The inside is finished, said Northrup Construction superintendent Ronnie Kiebler. All that's left are inspections and the parking lot.
Two years after rioters in the wake of George Floyd's murder burned 37 buildings and damaged another 300 across St. Paul, O'Reilly's and the other mangled businesses along the 3.5-mile University Avenue stretch are starting to recover.
With state funds arriving slowly, corporations, neighbors and nonprofits poured more than $13 million into University Avenue, helping dazed and underinsured business owners survive.

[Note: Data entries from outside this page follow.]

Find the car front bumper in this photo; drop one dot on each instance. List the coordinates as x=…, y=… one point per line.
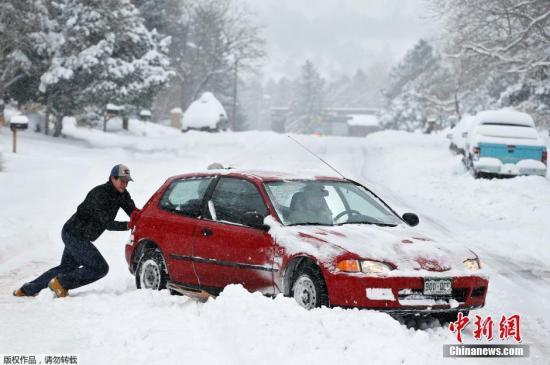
x=404, y=294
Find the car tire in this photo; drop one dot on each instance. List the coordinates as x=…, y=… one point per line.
x=449, y=317
x=151, y=272
x=309, y=288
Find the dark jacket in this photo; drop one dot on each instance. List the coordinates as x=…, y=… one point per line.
x=98, y=211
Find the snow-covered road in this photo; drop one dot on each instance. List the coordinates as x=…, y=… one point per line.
x=505, y=221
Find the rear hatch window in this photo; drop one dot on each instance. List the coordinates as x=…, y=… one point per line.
x=507, y=131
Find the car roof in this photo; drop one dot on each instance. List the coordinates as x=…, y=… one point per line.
x=504, y=116
x=261, y=175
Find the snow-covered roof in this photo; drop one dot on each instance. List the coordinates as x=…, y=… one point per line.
x=204, y=112
x=364, y=120
x=504, y=116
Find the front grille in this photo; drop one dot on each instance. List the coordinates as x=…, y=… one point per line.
x=458, y=294
x=478, y=292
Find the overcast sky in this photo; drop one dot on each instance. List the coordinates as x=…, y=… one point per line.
x=339, y=35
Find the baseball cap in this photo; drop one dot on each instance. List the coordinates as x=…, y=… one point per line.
x=122, y=172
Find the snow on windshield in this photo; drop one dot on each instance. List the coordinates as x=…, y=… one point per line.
x=508, y=131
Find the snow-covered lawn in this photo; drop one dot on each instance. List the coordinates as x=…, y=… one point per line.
x=506, y=221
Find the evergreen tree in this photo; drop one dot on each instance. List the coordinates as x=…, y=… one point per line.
x=306, y=109
x=107, y=56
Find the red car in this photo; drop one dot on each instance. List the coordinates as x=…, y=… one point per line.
x=326, y=241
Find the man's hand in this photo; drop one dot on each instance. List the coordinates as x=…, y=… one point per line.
x=134, y=218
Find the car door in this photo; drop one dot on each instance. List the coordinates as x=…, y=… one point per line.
x=228, y=252
x=180, y=210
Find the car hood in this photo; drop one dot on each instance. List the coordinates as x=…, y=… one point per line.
x=400, y=246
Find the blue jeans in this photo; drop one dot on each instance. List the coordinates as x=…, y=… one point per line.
x=81, y=264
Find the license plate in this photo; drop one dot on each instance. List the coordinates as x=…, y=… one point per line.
x=437, y=287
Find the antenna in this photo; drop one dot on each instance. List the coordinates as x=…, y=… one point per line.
x=323, y=161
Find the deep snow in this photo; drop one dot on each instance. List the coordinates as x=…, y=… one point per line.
x=504, y=221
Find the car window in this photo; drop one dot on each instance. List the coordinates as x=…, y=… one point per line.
x=318, y=202
x=233, y=197
x=185, y=196
x=361, y=202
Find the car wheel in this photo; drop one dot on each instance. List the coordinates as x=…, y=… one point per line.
x=151, y=271
x=449, y=317
x=309, y=288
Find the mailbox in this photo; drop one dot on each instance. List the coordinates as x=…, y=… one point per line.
x=19, y=122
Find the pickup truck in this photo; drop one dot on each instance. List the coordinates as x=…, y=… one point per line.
x=504, y=143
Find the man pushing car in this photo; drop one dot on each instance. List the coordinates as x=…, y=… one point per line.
x=82, y=263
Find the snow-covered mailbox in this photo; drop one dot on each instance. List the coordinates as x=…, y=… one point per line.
x=145, y=115
x=362, y=124
x=205, y=114
x=19, y=122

"Most of the places have either rebuilt or relocated, or at least made a decision about what they're going to do. But there are a few places still up in the air," said Midway Chamber of Commerce Executive Director Chad Kulas.
The heavily damaged $1 million AutoZone store at 1075 University and the $800,000 Enterprise Rent-A-Car building at 1161 University were bulldozed, rebuilt and reopened last year. The battered Target, Cub Foods and Goodwill stores are now fully operational.

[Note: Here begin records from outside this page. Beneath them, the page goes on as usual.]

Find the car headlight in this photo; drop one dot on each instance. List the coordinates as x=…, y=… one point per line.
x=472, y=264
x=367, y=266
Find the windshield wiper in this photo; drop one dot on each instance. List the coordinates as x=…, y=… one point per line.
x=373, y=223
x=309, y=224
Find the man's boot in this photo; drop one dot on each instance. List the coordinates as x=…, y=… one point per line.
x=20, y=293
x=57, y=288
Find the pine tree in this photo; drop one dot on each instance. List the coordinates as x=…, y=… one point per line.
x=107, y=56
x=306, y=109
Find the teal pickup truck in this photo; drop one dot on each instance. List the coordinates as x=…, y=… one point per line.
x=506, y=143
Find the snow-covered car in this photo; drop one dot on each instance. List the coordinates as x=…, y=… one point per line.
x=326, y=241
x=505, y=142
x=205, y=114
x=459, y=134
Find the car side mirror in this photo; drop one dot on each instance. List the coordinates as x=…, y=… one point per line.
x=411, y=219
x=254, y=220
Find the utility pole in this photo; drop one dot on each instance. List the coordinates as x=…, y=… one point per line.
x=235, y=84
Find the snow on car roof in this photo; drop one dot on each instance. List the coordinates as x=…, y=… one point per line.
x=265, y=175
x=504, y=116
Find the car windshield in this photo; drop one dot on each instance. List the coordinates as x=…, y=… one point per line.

Forced to relocate after rioters smashed their livelihoods, the immigrant owners of Lee Nails, Ahn's Hairstylists, Bolé Ethiopian Cuisine, Peking Garden and King Crab near Midway all landed on their feet, thanks to grants given from the $1.3 million raised by the Midway Chamber of Commerce, St. Paul Area Chamber, St. Paul Downtown Alliance and hundreds of thousands more from the city's Star and Bridge fund programs.
The big question mark on University Avenue is over the future of the site where the burned 19-tenant Midway Shopping Center and Big Top Liquors once stood next to the $250 million Allianz Field stadium. Both were razed in October, leaving a tower of crushed rock in a field of nothing for months. The debris was removed last week.